Money Saving Expert founder Martin Lewis has issued an urgent warning to anyone with a credit card, mortgage, or auto financing – and you need to act fast.
Since the outbreak of the coronavirus pandemic, four vital pillars of personal finance support have been put in place to help the public as the lockdown extends into the abyss of 2020.
Although the pandemic is still not over, many changes to these support schemes are being introduced.
Economic uncertainty persists, with many people and businesses struggling to stay afloat.
Martin said that while not many people can do to stop the impending changes, pay holidays can still provide welcome relief if people manage to get them back before they close.
The money guru stressed that “everyone should assess as soon as possible if they need it.”
How to get a payment holiday
If you request a payment holiday before October 31, it will last three months.
If your finances are affected due to Covid-19, you can request a payment holiday, which will prevent you from making repayments.

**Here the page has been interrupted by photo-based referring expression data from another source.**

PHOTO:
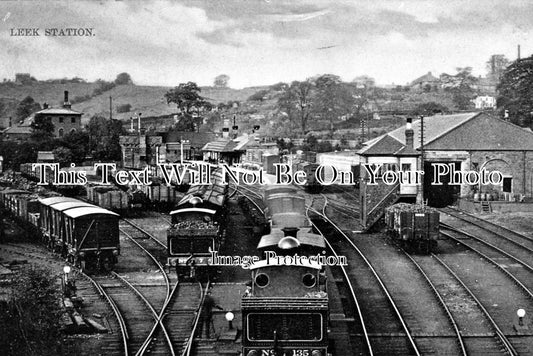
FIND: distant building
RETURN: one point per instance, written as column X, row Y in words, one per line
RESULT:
column 448, row 140
column 483, row 102
column 427, row 79
column 64, row 119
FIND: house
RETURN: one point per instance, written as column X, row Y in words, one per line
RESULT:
column 424, row 81
column 484, row 102
column 448, row 141
column 64, row 119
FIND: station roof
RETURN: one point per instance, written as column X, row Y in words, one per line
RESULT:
column 58, row 111
column 55, row 200
column 83, row 211
column 306, row 263
column 455, row 133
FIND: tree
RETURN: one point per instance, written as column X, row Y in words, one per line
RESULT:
column 462, row 86
column 123, row 79
column 221, row 81
column 187, row 97
column 104, row 135
column 63, row 156
column 26, row 107
column 78, row 143
column 429, row 109
column 516, row 92
column 30, row 319
column 258, row 96
column 333, row 99
column 496, row 66
column 296, row 101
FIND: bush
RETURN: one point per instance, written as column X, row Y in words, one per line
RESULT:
column 124, row 108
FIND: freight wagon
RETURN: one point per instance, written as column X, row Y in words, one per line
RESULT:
column 84, row 234
column 415, row 227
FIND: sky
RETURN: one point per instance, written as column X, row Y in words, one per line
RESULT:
column 261, row 42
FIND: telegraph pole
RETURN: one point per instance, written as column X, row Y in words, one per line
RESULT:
column 420, row 195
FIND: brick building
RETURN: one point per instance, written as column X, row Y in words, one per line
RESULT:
column 468, row 142
column 64, row 119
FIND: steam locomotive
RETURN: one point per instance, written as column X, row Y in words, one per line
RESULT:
column 84, row 234
column 198, row 225
column 285, row 312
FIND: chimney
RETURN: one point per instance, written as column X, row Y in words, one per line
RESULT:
column 409, row 133
column 290, row 231
column 225, row 129
column 66, row 103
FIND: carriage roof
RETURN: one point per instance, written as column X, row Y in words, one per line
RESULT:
column 188, row 210
column 88, row 210
column 305, row 239
column 55, row 200
column 69, row 205
column 304, row 262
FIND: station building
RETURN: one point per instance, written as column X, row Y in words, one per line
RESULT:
column 462, row 142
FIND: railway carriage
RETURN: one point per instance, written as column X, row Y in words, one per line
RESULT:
column 82, row 232
column 197, row 225
column 285, row 312
column 312, row 184
column 415, row 227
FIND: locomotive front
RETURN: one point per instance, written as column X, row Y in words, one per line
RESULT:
column 286, row 310
column 197, row 227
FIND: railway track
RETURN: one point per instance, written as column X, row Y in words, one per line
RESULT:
column 349, row 311
column 500, row 281
column 386, row 330
column 116, row 342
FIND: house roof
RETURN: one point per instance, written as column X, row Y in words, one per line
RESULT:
column 216, row 146
column 26, row 130
column 455, row 132
column 57, row 111
column 491, row 134
column 196, row 139
column 45, row 155
column 434, row 127
column 384, row 145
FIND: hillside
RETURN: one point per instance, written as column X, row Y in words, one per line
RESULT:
column 146, row 99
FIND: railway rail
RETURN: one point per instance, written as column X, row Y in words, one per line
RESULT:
column 118, row 343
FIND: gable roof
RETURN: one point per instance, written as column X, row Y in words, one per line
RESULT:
column 385, row 145
column 465, row 132
column 484, row 133
column 425, row 79
column 57, row 111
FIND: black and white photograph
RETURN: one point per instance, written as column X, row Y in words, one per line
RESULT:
column 266, row 177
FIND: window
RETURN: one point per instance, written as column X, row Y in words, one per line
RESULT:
column 508, row 184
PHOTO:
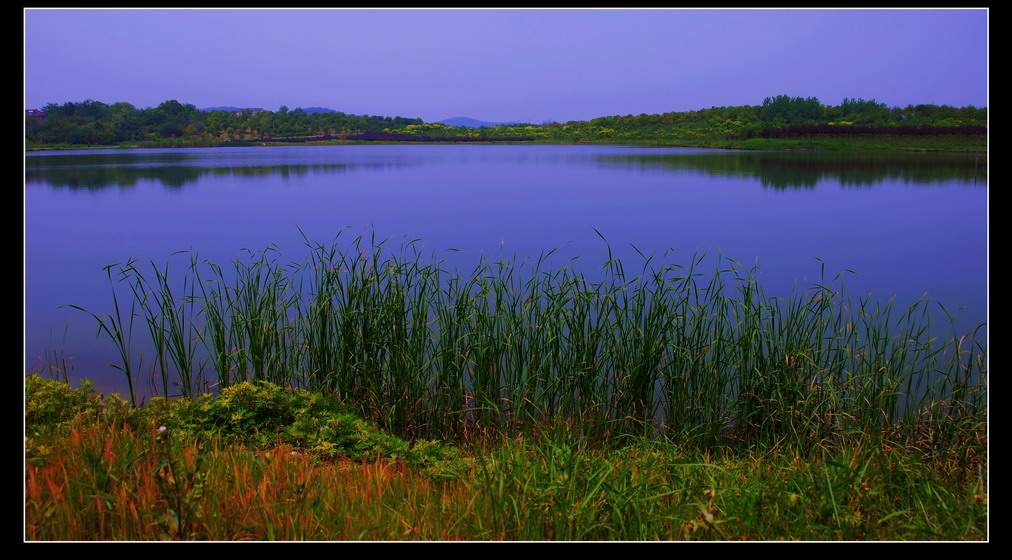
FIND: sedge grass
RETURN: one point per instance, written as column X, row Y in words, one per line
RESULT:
column 511, row 345
column 113, row 473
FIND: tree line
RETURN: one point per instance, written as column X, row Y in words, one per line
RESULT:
column 100, row 124
column 94, row 123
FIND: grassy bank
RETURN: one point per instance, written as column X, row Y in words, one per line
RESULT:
column 368, row 393
column 262, row 463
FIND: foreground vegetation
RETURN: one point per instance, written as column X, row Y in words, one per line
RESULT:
column 367, row 393
column 262, row 463
column 780, row 123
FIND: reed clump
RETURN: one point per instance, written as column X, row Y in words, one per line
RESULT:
column 515, row 346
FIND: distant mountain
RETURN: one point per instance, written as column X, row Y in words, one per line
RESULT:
column 470, row 123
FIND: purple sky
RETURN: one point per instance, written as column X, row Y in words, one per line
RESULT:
column 503, row 65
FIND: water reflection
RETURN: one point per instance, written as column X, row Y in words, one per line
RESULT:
column 793, row 170
column 173, row 170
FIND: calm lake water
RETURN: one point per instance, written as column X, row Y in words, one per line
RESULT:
column 907, row 225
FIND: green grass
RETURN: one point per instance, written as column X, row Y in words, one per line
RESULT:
column 511, row 345
column 251, row 465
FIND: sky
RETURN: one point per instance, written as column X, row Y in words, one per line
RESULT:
column 503, row 65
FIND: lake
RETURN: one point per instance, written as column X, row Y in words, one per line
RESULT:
column 906, row 225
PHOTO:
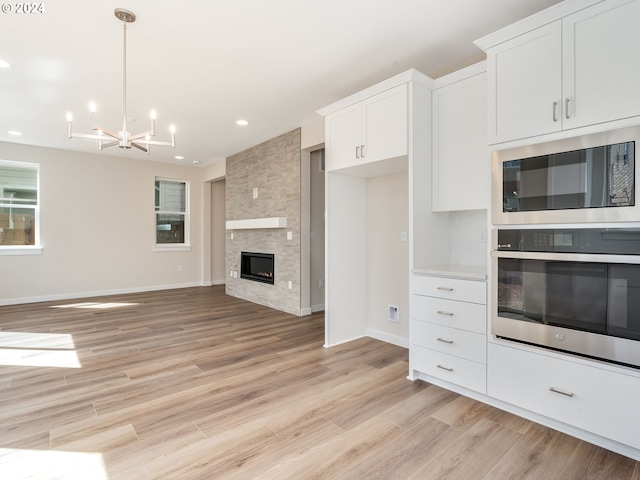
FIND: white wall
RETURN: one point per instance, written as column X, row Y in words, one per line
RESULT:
column 388, row 256
column 317, row 273
column 98, row 228
column 218, row 232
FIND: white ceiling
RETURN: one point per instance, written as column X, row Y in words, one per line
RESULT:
column 204, row 64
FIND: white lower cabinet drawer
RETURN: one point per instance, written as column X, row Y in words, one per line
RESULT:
column 594, row 399
column 456, row 370
column 451, row 288
column 460, row 343
column 450, row 313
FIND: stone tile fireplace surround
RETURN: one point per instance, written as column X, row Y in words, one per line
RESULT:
column 273, row 168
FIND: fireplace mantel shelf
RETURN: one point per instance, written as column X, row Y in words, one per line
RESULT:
column 267, row 222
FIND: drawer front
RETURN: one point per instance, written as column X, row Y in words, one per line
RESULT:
column 450, row 313
column 459, row 343
column 459, row 371
column 600, row 401
column 451, row 288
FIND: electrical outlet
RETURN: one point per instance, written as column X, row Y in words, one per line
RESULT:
column 394, row 314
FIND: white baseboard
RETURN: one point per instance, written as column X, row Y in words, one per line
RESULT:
column 335, row 344
column 387, row 337
column 97, row 293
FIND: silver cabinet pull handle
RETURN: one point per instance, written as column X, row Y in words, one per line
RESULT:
column 566, row 394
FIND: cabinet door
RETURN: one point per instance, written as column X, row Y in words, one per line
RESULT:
column 600, row 61
column 386, row 125
column 460, row 161
column 343, row 132
column 525, row 85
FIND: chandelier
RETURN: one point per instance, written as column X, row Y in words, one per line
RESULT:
column 123, row 139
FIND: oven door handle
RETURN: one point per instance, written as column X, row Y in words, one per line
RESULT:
column 568, row 257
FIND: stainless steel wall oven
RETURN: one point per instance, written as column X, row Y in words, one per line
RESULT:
column 570, row 289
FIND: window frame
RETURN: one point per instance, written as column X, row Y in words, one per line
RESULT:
column 35, row 249
column 175, row 247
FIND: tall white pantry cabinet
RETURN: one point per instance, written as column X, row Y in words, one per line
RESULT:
column 381, row 131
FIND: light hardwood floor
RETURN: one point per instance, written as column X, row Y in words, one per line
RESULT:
column 192, row 383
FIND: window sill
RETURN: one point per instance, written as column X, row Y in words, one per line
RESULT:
column 22, row 250
column 172, row 248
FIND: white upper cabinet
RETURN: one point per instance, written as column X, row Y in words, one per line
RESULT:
column 575, row 71
column 601, row 73
column 525, row 78
column 371, row 130
column 459, row 123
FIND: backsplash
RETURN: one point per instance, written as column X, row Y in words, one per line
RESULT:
column 469, row 237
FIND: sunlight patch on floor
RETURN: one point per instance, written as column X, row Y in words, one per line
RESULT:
column 27, row 349
column 18, row 464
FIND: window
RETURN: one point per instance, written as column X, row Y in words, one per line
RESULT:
column 19, row 209
column 172, row 213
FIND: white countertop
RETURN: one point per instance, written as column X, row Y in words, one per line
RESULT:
column 468, row 272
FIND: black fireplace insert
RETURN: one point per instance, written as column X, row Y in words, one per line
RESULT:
column 257, row 267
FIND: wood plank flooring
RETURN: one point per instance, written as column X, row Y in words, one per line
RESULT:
column 194, row 384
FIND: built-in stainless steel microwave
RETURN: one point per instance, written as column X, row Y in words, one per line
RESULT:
column 591, row 178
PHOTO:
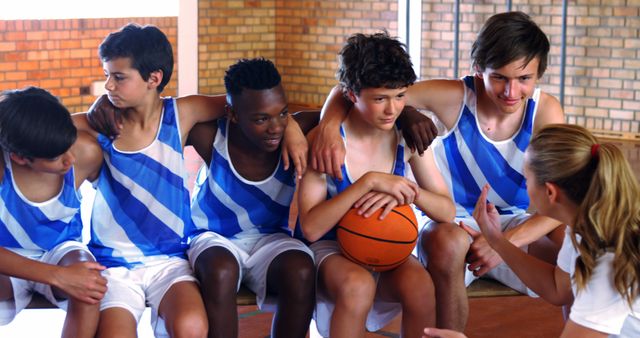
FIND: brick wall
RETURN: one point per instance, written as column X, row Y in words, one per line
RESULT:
column 231, row 30
column 309, row 35
column 62, row 55
column 602, row 82
column 301, row 37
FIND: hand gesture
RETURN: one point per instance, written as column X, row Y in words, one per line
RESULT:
column 81, row 281
column 372, row 201
column 327, row 151
column 295, row 147
column 105, row 118
column 418, row 130
column 487, row 217
column 481, row 257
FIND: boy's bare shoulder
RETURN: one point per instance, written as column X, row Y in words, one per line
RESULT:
column 88, row 155
column 549, row 111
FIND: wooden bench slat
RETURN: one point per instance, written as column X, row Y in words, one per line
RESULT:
column 479, row 288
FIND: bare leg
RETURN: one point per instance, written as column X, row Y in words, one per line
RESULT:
column 116, row 322
column 410, row 285
column 217, row 270
column 352, row 288
column 82, row 318
column 6, row 289
column 446, row 246
column 183, row 311
column 291, row 276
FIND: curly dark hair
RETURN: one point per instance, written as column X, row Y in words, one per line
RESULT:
column 507, row 37
column 146, row 46
column 34, row 124
column 374, row 61
column 256, row 74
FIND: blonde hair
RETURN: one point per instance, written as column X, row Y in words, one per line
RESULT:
column 600, row 181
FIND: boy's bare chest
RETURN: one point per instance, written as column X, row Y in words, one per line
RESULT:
column 39, row 189
column 134, row 139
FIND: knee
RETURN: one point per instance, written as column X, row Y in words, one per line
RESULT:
column 294, row 273
column 357, row 291
column 190, row 325
column 445, row 246
column 217, row 266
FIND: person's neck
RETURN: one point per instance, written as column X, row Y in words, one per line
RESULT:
column 359, row 128
column 146, row 112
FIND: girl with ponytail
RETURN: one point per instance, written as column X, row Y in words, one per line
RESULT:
column 590, row 187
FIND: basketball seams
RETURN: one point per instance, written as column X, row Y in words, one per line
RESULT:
column 405, row 217
column 377, row 238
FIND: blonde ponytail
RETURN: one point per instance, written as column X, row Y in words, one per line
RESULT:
column 600, row 181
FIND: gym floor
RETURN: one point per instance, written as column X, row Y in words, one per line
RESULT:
column 493, row 317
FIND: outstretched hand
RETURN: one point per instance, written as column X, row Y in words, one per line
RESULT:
column 104, row 117
column 482, row 257
column 418, row 130
column 487, row 217
column 81, row 281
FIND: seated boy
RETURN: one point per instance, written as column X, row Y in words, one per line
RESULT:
column 376, row 71
column 241, row 203
column 44, row 160
column 141, row 218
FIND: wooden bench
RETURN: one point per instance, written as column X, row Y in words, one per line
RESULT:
column 479, row 288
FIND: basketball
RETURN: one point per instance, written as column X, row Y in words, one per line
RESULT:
column 376, row 244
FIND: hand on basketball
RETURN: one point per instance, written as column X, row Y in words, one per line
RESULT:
column 295, row 147
column 81, row 281
column 372, row 201
column 327, row 151
column 403, row 190
column 104, row 117
column 432, row 332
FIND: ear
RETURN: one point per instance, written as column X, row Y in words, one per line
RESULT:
column 352, row 96
column 553, row 192
column 231, row 113
column 155, row 78
column 21, row 160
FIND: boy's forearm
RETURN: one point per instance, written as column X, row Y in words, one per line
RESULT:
column 15, row 265
column 335, row 108
column 531, row 230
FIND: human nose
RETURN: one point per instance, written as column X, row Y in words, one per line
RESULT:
column 69, row 158
column 108, row 84
column 510, row 88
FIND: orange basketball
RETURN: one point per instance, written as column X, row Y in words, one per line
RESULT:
column 377, row 244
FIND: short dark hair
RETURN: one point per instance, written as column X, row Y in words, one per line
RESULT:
column 374, row 61
column 507, row 37
column 256, row 74
column 146, row 46
column 34, row 124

If you apply before the end of this month, you will almost automatically benefit from three months. Payment holidays are available on mortgages, overdrafts, credit cards, personal loans, insurance, auto financing, buy-now loans, pawn shops and pawn shops.
There is also one month of payment and an interest holiday for payday loans.
Martin warned that if you’ve already had two three-month days off on one product and request another on that same product, you’ll switch to the post October 31 diet.
As of November 1, there will be a change from one-time payment leave to “personalized support”, which will depend on your situation.
This could include payment holidays, reduced payments, lower interest, or a different product and the help will go on credit files, which will likely have a bigger impact on your ability to get future credit than the help. current proposed.
Martin Lewis insists on only taking payment time off if you really need it like it’s better than missing payments, there are two major consequences:
- Interest accumulates. The money guru said that many people mistakenly assume that interest is frozen if you take a payment holiday, but it isn’t. Interest continues to accumulate and while you are not paying it results in a higher balance and more interest will accumulate. For example, a person who pays £ 600 per month on a mortgage with a remaining term of 12 years and takes a three-month payment holiday will typically have 11 years and nine months to pay off at £ 616 per month. The shorter the remaining time, the greater the impact.
There are plenty of ways to stay up to date with all that is happening in Yorkshire as our reporters work around the clock to bring you the very latest news.
We have our fully customizable YorkshireLive app and means you will only get the news you are interested in.
And we also send daily newsletters that bring the best news and features straight to your inbox.
You can register very simply by inserting your email address in the box at the top of this article, just below the image, or click here.
- This may affect your ability to obtain future credit. Currently, these Covid-19 specific payment holidays are not on your credit report but, as MoneySavingExpert.com revealed in May, lenders can factor them into loan decisions after spotting it via application forms, Open Banking or your payment history. But so far, once the payment holiday is over and you’ve made a few refunds, MSE.com hasn’t had too much of an impact.